The Republican’s latest health proclamation won’t require Iowans to wear masks while inside public buildings and removes limits on both indoor and outdoor gatherings.
“I strongly encourage that all businesses or other employers remaining open with in-person operations take reasonable measures under the circumstances of each establishment to ensure the health of employees, patrons and members of the public, including social distancing practices, increased hygiene practices and other public health measures to reduce the risk of transmission of COVID-19,” the proclamation said, according to KCCI-TV in Des Moines.

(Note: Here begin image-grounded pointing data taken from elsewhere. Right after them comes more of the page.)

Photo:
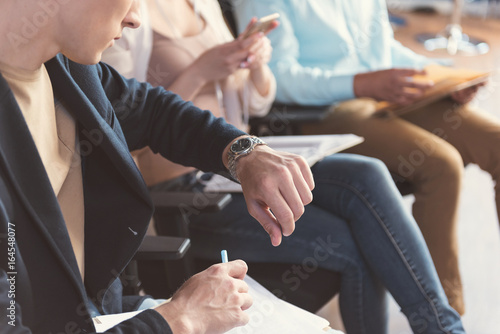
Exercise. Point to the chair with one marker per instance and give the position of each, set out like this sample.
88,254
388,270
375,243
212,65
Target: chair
153,249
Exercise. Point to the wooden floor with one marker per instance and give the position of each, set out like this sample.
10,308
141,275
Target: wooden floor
479,234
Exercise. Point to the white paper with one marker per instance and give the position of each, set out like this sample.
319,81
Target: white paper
271,315
313,148
268,315
104,322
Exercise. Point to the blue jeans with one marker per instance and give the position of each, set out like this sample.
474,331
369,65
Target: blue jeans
356,225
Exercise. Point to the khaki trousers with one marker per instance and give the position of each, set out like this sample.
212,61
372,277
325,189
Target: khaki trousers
429,148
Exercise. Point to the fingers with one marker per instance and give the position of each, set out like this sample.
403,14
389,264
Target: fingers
306,173
267,220
249,25
236,269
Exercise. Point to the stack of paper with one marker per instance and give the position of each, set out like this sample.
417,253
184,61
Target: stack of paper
271,315
268,315
446,81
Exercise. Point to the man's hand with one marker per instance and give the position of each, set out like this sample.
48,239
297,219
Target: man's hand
394,85
210,302
466,95
276,186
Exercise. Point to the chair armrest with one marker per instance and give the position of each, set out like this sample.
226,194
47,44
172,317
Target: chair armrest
204,202
162,248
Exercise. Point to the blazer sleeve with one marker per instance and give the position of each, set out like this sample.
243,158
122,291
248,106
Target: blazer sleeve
167,124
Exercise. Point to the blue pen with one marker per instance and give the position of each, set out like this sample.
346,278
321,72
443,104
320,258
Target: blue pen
223,254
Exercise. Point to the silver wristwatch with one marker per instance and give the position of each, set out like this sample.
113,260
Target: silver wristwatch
240,148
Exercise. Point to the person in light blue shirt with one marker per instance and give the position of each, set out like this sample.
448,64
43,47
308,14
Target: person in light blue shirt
322,44
343,53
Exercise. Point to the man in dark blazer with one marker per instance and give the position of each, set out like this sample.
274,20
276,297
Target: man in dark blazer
43,286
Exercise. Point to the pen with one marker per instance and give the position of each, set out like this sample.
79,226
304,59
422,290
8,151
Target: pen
223,254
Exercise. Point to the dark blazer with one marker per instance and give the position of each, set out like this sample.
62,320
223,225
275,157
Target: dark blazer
40,286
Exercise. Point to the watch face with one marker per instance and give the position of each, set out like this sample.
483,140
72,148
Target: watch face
241,145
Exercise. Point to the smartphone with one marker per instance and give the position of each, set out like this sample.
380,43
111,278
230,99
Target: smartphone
262,24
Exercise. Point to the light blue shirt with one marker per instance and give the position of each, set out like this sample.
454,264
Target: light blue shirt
321,44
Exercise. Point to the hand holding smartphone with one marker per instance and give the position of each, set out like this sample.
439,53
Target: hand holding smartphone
262,25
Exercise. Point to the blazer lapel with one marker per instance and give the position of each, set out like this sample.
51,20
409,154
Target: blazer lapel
20,159
125,218
96,116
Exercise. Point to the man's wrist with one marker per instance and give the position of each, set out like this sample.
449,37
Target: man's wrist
239,148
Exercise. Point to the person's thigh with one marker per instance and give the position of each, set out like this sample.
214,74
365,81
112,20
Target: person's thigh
318,234
407,149
472,132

The order goes into effect at midnight Sunday.
Jessica Dunker, president and CEO of the Iowa Restaurant Association, praised the order, which dispenses with social distancing requirements in restaurants and bars.
“Quite frankly, it allows us to go back to doing business at a really critical time,” she said, according to the Des Moines Register. “We are … one day before the Super Bowl, which opens up a lot of businesses for crowds to come in and safely watch the big game.”
But Lina Tucker Reinders, executive director of the Iowa Public Health Association, said she thinks the restrictions are being lifted too early.
“I don’t think it’s a good idea, to put it bluntly,” she said, according to the Register. “We’re not out of the pandemic yet.”
Rep. Cindy Axne, the lone Democratic U.S. congressperson from Iowa, called the decision “short-sighted, ill-conceived, and dangerous.”
In Des Moines, Mayor Frank Cownie said the city’s mask mandate would remain in effect, KCCI reported.
“To me, the science has been very clear. When you see a spread like we’re seeing in the state of Iowa and in Polk County, we need to be more diligent,” Cownie told the station.
The governor’s ease in restrictions comes as new case numbers and hospitalizations are tracking downward from the state’s spike around the holidays.
The state has also struggled in rolling out the vaccine and is ranked as the third-worst – ahead of Idaho and Missouri – in per capita distribution, Reynolds said, according to the Register.
“We’re averaging about 60% in getting the vaccines administered and that’s not where we need to be,” Reynolds said in a news conference last week, KCCI reported. “We want to do better. We know we can do better.”